On newer cars that have a drive-by-wire throttle, where all throttle body functions are controlled by an electronic motor that’s tied to a potentiometer on the accelerator pedal, you’d have to perform an accelerator relearn procedure, which is usually as easy as disconnecting your battery for about 15 minutes, then reconnecting it. Different cars do have different idle relearn and throttle mapping procedures, so I’d consult with the car’s factory service manual first.
With a properly adjusted throttle, you can expect a night and day difference to driving feel and acceleration response.
You’re barreling down a mountain road and try to do a heel-toe into third gear screaming #savethemanuals, but with the pitch of the engine, the state of your bushings, and the fact that your car was made for economy, you end up smashing your fist right into your Pioneer double-DIN radio and skinning your second favorite knuckle. Thankfully, you can prevent this from ever happening again by buying a short throw shifter kit.
What this kit does is change the distance between the business end of the shifter and the fulcrum point of the lever, allowing you do to the same work with less actual input. It makes for more precise shifting and gives the car a more sporty feel, even if it is a bit more notchy and hard to handle at first. Most newer front wheel drive manual cars have the shifter fulcrum point on the transmission, making the shifter install a one hour job, but older cars tend to have the shifter in the center console, requiring disassembly of the interior and possibly the exhaust underneath the car.
For a mod that decreases the time and effort that you spend shifting, this cheap addition is worth every pinched penny that you spend on it.
When it comes to mods, most people gloss over brakes, mainly because it’s counter-intuitive to want to spend money on going faster and slower at the time. Nevertheless, one of the best and cheapest mods you can do it to upgrade your car to a quality brake pad setup. No, I don’t mean springing for the “better” pads at your local Pep Boys, I mean buying brake pads that are formulated to make stopping as predictable as possible.
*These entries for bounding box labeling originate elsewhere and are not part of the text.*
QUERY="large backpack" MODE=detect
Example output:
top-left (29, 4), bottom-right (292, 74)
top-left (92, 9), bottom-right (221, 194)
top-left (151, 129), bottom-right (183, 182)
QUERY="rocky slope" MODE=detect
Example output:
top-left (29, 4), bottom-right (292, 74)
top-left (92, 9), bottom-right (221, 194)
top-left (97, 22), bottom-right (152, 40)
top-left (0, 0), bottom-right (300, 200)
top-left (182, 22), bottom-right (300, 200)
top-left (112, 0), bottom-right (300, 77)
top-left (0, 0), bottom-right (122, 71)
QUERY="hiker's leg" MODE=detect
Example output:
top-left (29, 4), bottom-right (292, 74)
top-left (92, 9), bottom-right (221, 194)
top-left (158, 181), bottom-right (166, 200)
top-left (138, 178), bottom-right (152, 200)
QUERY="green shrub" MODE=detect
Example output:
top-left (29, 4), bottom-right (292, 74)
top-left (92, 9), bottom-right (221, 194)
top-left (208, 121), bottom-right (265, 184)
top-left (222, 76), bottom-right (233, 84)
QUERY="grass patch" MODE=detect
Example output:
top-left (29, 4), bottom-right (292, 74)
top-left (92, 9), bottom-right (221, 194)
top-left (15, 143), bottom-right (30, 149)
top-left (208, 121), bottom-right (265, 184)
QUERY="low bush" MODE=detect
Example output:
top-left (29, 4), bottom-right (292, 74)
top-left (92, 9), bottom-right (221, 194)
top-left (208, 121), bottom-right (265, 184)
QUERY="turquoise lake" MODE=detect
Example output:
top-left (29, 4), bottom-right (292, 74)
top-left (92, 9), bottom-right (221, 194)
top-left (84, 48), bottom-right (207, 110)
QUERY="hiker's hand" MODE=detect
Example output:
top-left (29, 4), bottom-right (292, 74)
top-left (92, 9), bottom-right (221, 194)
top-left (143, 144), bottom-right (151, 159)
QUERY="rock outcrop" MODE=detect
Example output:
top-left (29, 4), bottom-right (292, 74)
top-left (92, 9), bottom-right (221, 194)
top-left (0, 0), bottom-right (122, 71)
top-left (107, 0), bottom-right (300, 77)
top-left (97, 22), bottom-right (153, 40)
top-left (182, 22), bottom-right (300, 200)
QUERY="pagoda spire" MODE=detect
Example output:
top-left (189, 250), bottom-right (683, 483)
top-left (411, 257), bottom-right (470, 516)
I recommend EBC’s range of pads, as they’re cheap to buy at under $150 for a full set, reduce stopping distances and all but eliminate fade in repeated hard braking situations. Short of getting a four figure track-specific brake setup, this is best component you can buy to make sure you can stop your 3,000 lbs hunk of metal from crashing into mother nature on your Sunday drive.
Most brake pad changes can be done in a few hours in a driveway, so it makes sense to do it yourself to save a few bucks if you’re moderately mechanically inclined and you’re not afraid of a little dirt under your fingernails.
One of the first mods that the Fast and Furious crowd actually got right was the front strut tower bar. While the tuner nation loves the bar for its ability to advertise yet another sponsor, the component does have a very functional purpose, because the car’s front strut towers are a main point of flex in the chassis when subjected to increased stress.
If your strut towers are worn, rusted or simply weak from design, you’d be able to see tears and splits forming in the metal after hard use. The strut tower bar essentially connects the car’s strut towers together so they don’t flex independently and produce handling that’s more predictable and direct, saving weak designs from their inherent flaws and giving drivers the confidence and ability to take the off ramp that much faster.
While strut bars can be quite expensive if you go for name brand, TIG-welded-and-carbon-fiber examples, a cheap aluminum one on eBay or Amazon would do the trick just fine. Just please don’t put stickers on it.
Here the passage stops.